[May 17 2016]
Costume’s triumph over fashion lies in its reluctance to give way to social indignation. The drama lies in that moment of discovery, usually as a child, when you realise an outfit’s capacity to activate a mood. A game of dress-up becomes a seminal act of embellishment in which each layer of garment is assumed as a part of an indistinguishable whole, within which the opposing acts of draping and tailoring shape or sculpt a self from colour and texture alone. In this, being in fashion can simply imply a manner of doing (or thinking about) a particular thing, like climbing into your mother’s heels as a five-year-old or pairing a gaudy chintz with a gothic collar to senior prom or painting the inside of house black or sewing together two four six pieces of clashing fabric.

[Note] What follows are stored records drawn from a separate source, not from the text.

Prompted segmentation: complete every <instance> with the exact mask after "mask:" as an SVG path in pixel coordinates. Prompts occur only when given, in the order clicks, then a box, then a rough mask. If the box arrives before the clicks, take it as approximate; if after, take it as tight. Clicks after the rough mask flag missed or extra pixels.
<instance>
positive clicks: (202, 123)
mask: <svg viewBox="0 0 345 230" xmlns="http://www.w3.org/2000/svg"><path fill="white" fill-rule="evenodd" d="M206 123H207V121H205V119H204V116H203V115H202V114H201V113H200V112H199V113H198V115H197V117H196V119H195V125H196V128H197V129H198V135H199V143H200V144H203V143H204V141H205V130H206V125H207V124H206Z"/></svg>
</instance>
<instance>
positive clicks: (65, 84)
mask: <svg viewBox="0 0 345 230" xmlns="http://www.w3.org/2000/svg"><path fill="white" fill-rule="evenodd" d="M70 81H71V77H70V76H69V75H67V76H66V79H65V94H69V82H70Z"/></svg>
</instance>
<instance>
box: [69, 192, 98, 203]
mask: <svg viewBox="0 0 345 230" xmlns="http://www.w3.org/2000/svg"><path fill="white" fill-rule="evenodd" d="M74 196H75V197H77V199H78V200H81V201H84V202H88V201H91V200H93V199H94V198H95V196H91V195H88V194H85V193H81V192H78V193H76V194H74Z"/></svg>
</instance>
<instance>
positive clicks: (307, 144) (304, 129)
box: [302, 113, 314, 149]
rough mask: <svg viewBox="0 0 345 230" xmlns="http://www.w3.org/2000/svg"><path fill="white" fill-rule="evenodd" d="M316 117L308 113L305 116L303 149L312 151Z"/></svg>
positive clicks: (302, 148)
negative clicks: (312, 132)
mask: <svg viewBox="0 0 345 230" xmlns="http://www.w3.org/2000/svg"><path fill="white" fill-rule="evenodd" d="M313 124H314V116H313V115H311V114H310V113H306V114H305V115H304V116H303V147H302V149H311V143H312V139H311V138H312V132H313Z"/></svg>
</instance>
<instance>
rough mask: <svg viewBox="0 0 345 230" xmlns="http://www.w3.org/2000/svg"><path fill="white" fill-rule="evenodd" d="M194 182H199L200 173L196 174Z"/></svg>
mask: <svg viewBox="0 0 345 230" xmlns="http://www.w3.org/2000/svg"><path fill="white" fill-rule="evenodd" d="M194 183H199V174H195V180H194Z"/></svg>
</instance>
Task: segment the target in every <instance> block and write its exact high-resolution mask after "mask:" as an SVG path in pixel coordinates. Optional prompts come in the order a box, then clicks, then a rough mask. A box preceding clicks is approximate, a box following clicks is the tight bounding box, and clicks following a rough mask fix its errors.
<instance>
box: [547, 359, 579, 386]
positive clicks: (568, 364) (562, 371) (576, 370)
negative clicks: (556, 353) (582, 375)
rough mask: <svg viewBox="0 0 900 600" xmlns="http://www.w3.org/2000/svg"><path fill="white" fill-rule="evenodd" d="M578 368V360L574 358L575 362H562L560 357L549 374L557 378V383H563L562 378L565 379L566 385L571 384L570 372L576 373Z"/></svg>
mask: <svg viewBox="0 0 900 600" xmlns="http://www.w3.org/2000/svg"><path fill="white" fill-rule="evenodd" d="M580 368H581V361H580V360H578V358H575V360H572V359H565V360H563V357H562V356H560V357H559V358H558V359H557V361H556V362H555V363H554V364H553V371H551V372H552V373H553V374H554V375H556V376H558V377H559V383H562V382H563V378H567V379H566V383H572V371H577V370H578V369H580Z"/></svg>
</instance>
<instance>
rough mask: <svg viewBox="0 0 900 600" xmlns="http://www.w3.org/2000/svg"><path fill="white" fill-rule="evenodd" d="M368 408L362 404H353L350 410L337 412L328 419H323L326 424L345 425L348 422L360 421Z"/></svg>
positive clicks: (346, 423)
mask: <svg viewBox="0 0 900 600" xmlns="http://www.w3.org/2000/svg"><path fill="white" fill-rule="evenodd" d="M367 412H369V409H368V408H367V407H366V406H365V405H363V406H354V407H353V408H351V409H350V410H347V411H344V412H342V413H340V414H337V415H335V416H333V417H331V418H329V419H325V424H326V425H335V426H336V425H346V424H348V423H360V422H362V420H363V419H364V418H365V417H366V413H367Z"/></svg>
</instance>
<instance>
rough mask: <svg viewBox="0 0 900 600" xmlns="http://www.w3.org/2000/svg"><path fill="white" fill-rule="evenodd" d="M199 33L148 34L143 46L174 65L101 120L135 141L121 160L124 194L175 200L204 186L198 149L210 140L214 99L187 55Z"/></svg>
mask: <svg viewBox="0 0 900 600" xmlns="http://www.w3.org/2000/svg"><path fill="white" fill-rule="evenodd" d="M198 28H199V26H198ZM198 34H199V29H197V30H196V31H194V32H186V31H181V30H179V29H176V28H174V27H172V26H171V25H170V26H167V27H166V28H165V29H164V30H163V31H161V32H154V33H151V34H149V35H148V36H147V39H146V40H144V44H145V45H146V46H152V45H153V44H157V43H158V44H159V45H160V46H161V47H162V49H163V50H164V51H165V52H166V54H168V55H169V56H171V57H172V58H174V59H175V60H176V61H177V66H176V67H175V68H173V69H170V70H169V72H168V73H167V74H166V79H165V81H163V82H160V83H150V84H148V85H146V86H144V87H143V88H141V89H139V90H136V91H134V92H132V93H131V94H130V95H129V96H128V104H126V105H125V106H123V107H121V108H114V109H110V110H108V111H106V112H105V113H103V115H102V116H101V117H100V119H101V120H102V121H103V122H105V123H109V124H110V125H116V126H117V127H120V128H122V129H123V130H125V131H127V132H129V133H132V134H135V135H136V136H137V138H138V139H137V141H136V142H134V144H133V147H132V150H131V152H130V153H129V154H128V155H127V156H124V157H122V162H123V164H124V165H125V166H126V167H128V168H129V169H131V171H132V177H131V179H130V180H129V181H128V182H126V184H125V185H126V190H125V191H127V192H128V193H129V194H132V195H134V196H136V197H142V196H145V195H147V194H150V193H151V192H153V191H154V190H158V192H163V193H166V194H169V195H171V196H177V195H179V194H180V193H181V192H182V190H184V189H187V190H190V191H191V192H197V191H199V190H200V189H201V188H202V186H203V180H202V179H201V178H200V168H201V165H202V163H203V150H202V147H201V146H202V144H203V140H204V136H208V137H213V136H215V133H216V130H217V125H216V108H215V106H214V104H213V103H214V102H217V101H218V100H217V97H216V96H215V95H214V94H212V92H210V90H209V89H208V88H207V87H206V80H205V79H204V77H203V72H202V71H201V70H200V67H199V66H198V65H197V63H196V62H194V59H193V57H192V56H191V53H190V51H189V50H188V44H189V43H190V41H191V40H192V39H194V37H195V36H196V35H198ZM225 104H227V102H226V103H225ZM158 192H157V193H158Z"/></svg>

Why not, ab-fab. It’s all about atmospheres and tempers—a sensibility that echoes, actually, in what someone once wrote about Jack Smith, namely, that “arts greatest role may have been to provide provision for public failure.” In the absolute death incited by fashion faux-pas (the sartorial zero-degree), subjectivity slips in to encode failure as a form of poetry, fantasies and identifications all bubbling to surface like middle emotions, shame, humiliation, awkwardness, relief. I’m not sure how this exactly relates to Richard Tuttle, but maybe what I’m trying to say is that it’s nice to think that Tuttle could tailor a perfect suit, but doesn’t.
On view until June 26th, 2016 at The Met Fifth Avenue, 1000 Fifth Avenue, New York.